Moping melancholy mad: (13)
The first speaker calls out his buddy Terence for being such a drag all the time. This line is a great parody both of poetic language (it pokes fun at silly alliteration) and of pessimism. In his kind of crude, jokey way, he's pointing out to his friend that things aren't really all that bad, and if you pile one sad mood on top of another, you end up distorting the world, and making it seem worse than it is.
Then I saw the morning sky: Heigho, the tale was all a lie; (37-38)
This is a beautiful image of the loss of illusion. In the clear light of day, all of Terence's false and temporary happiness falls away. He's forced to confront the basic sadness and ugliness of the world without the help of the booze he'd been using to protect himself. We don't think you have to fall asleep drunk in the mud to understand this feeling. We think we've probably all had moments where the beauty of something evaporated, and left us sad and lonely.
Therefore, since the world has still Much good, but much less good than ill, (43-44)

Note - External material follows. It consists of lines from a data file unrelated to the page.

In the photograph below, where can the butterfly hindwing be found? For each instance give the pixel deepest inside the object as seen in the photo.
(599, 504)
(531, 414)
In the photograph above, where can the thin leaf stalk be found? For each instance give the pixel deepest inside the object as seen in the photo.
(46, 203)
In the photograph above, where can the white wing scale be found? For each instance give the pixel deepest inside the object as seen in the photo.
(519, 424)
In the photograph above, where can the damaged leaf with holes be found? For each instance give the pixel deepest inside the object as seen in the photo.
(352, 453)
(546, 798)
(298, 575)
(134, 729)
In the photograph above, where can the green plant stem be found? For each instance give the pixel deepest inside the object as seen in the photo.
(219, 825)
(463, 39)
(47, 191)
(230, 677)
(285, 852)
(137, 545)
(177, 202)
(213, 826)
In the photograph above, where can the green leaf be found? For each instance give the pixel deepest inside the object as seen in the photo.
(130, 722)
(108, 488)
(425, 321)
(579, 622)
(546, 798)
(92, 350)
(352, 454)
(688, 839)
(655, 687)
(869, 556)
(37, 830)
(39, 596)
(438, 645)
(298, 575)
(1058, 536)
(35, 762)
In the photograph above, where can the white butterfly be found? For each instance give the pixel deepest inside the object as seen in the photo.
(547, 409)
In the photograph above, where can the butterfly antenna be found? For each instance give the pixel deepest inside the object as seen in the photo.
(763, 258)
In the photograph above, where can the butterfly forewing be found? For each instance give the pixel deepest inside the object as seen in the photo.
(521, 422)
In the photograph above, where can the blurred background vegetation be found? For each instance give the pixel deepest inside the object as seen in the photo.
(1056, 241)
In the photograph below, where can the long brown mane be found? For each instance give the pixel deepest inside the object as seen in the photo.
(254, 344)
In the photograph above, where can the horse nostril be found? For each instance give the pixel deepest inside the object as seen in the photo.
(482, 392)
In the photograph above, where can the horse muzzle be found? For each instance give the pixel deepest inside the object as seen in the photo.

Terence isn't a total downer. He admits that there's plenty of good in the world. On balance, though, he thinks there's a lot more bad than good. If we're looking for reasons to feel sad, we're going to find plenty of them. Because of that, he thinks it makes sense to prepare yourself for the hard times. Maybe, when it comes to sadness in the world, Terence would think of himself as more of a realist than a pessimist.